Based on their analysis of seismic waves measured in Norway, scientists John Vidale of Univeristy of California, Los Angeles and Michael Hedline of University of California, San Diego have produced the most convincing data yet for the existence of molten rock deep within the earth's mantle.

"Just as temperature varies tremendously at different parts of the earth's surface, there also seem to be large temperature differences 2,000 miles beneath the earth, above the core-mantle boundary," says Vidale, who studies the region between the earth's mantle -- a thick layer of rock -- and its outer core. "For example, areas with many volcanoes and earthquakes, like the western United States, have hotter rock underneath than regions with 'less exciting' geology, like the midwest or southeastern U.S. We may be seeing signs of a similar variety of activities deep within the earth."

Vidale and Hedlin analyzed seismic waves from 25 earthquakes of magnitude 6.0 or higher that have struck the southwest Pacific island of Tonga -- the locale with more major earthquakes than anywhere on earth.
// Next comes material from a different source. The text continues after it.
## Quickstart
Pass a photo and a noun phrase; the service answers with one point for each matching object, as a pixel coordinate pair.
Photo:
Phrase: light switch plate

The measurements were generated by a network of 132 seismometers spread over 60 miles in Norway, instruments that were originally deployed in the 1960s to monitor the Soviet Union's nuclear weapons testing. Seismic vibrations from Tonga radiate through the earth, and reach seismometers in Norway in about 20 minutes.

The scientists' analysis reveals that seismic waves hit an obstacle that causes the waves to change direction, or scatter. By studying this scattering, they were able to draw conclusions about the boundary between earth's core and mantle. "The best and perhaps only explanation for the large amount of scattering in the seismic waves is that part of the rock in the mantle is melted," explains Vidale.

The new study detected a slurry of molten rock across a 300-by-600-mile region deep beneath Tonga.

Closer to home, volcanic plumes that erupt in Hawaii and thermal phenomena like the geysers in Yellowstone may originate in the core-mantle boundary, but that remains to be proven, says Vidale. A goal of his research is to learn whether material is transported from the core to the mantle, and vice versa.